While at the conference this week I met up with an professor and he had an interesting proposal. Essentially the idea would be they could build containers (following our OSS requirements) that we could deploy, and for some small percent of search traffic pass our top 100 results to their container for reranking.
Certainly more details would have to be worked out, but does this seem reasonable? Overall I still think working directly with academics can be beneficial to our own work, although I'm not sure what our overhead would be.
Sounds interesting to me! Presumably their re-ranked results would be returned to users and clicks and maybe other data would be logged for an A/B test.
The questions that immediately come to mind are: - How much hand-holding would be needed to get their container set up? Given good specs on our side and decent tech capabilities on their side, the hand-holding could be very minimal. - What do they get out of it? What kinds of data are they going to expect to collect, and if it is covered by NDA or other PII protections, does it limit their ability to publish related research? - If it goes well, how do we integrate it? Are they going to be willing to make their core code open source?
I think these obstacles can all be readily overcome, but they are a few of the things we would have to think about as we enter such a collaboration.
The best outcome, though, would be great—new ideas and new techniques for us and better results for our users.
Trey Jones Sr. Software Engineer, Search Platform Wikimedia Foundation
On Fri, Oct 19, 2018 at 1:54 PM, Erik Bernhardson < ebernhardson@wikimedia.org> wrote:
While at the conference this week I met up with an professor and he had an interesting proposal. Essentially the idea would be they could build containers (following our OSS requirements) that we could deploy, and for some small percent of search traffic pass our top 100 results to their container for reranking.
Certainly more details would have to be worked out, but does this seem reasonable? Overall I still think working directly with academics can be beneficial to our own work, although I'm not sure what our overhead would be.
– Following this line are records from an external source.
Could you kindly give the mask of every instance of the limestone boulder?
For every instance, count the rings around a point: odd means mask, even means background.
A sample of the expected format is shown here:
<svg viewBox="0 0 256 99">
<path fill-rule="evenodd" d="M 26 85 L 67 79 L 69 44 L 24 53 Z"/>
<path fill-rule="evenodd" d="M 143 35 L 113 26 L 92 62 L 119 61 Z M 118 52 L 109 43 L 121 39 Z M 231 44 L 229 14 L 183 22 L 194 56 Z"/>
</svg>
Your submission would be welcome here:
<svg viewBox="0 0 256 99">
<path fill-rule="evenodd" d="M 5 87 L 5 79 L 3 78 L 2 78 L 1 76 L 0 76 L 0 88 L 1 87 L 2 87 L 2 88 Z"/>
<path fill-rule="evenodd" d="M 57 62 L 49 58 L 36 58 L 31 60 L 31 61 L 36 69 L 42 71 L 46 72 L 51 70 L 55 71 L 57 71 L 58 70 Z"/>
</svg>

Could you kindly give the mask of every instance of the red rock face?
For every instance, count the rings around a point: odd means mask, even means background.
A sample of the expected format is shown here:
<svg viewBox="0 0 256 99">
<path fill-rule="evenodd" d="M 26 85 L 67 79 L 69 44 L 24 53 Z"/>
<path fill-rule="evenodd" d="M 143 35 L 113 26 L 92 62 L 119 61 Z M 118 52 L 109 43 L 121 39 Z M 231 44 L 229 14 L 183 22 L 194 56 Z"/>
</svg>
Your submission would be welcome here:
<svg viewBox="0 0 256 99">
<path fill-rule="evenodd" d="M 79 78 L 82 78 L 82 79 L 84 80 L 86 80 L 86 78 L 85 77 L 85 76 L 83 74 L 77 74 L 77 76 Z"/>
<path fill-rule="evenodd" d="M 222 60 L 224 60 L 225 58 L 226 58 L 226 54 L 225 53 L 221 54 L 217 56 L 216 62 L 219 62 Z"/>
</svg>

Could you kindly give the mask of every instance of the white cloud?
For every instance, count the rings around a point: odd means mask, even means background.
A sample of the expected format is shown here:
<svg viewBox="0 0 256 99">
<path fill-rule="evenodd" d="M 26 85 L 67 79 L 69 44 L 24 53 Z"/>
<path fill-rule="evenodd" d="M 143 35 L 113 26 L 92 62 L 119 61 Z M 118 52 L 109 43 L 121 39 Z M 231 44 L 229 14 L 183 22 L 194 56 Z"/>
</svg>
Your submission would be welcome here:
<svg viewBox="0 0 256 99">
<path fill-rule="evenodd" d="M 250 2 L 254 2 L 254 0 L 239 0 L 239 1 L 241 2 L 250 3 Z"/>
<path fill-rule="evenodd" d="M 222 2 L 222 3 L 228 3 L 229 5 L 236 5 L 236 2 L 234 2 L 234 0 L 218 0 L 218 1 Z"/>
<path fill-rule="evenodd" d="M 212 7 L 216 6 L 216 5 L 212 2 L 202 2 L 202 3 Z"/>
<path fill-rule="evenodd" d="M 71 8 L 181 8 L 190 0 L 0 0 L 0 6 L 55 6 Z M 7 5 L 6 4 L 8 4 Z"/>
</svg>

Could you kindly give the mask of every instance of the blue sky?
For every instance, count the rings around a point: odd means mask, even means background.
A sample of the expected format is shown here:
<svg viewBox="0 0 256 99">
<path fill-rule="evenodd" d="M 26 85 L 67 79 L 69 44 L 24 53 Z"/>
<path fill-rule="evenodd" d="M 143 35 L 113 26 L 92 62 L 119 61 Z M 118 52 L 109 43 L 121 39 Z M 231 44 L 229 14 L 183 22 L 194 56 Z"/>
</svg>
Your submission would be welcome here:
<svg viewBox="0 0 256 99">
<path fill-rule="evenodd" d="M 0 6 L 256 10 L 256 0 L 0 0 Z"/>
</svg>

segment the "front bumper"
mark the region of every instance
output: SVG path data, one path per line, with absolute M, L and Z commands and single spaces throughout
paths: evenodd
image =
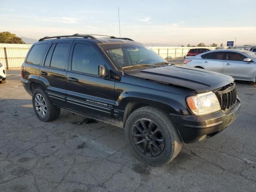
M 171 115 L 183 142 L 190 143 L 211 137 L 228 126 L 236 119 L 240 105 L 238 98 L 236 104 L 226 112 L 202 116 Z

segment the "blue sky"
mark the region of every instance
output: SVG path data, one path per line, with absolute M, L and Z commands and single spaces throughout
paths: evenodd
M 38 39 L 76 33 L 143 43 L 256 44 L 256 1 L 1 0 L 0 31 Z

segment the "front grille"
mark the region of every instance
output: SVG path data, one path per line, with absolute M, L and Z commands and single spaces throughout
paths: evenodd
M 218 93 L 222 110 L 228 110 L 236 104 L 237 98 L 237 89 L 235 83 L 225 86 L 218 90 Z

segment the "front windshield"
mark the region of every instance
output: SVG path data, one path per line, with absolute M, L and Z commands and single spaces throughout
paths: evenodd
M 119 70 L 138 66 L 154 65 L 158 63 L 167 63 L 163 58 L 149 48 L 143 45 L 122 43 L 100 45 L 106 54 Z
Discovery mailing list Discovery@lists.wikimedia.org https://lists.wikimedia.org/mailman/listinfo/discovery
On Fri, Oct 19, 2018 at 11:13 AM Trey Jones tjones@wikimedia.org wrote:
Sounds interesting to me! Presumably their re-ranked results would be returned to users and clicks and maybe other data would be logged for an A/B test.
Right, I think the idea would be to treat this as an AB test with their
ranker as an option.
The questions that immediately come to mind are:
- How much hand-holding would be needed to get their container set up?
Given good specs on our side and decent tech capabilities on their side, the hand-holding could be very minimal.
We're hoping that wrapping things up into a container will simplify things from our end. Of course it can't be as simple as us simply running their black box in our production environment. Even if kubernetes can generally wall off the container so it has no access except to receive tcp connections on a predetermined port, I think we will need to have more visibility and possibly the ability to build the container ourselves (from their git repo with appropriate Dockerfile or whatever). Mostly this would have to be informed by SRE.
- What do they get out of it? What kinds of data are they going to expect
to collect, and if it is covered by NDA or other PII protections, does it limit their ability to publish related research?
Ideally they should not need any NDA, instead they would receive AB testing results from our standard report generator. The professor was partially interested in live AB testing, instead of access to historical data, as they wouldn't individually need access to private data.
On Fri, Oct 19, 2018 at 12:24 PM Stas Malyshev smalyshev@wikimedia.org wrote:
While at the conference this week I met up with an professor and he had an interesting proposal. Essentially the idea would be they could build containers (following our OSS requirements) that we could deploy, and for some small percent of search traffic pass our top 100 results to their container for reranking.
Sounds interesting. I wonder though how to organize it - would it be on VPS or production cluster? VPS allows for a lot of freedom in installing custom stuff but routing traffic there from production may be problematic (especially if it has PII). And production clusters have pretty strict rules about what can be run there and who can access, so it may be a bit of an issue for researchers to work within those bounds. Also, if they want to do something with the data - e.g. publish something about it, do independent analysis, keep logs, etc. - we will have to figure out how to do it so it won't have impact on privacy and how to ensure our privacy guidelines are followed.
It would have to live on the production cluster, inside the kubernetes cluster most likely. This would limit what they can do certainly, the question i guess would be after we apply those limits is it still a useful thing? This project is slightly different from most WMF services though, in that it will have extremely limited connectivity. The only thing exposed to the container should be a single port it can listen on for connections from mediawiki, it shouldn't have it's own public network interface.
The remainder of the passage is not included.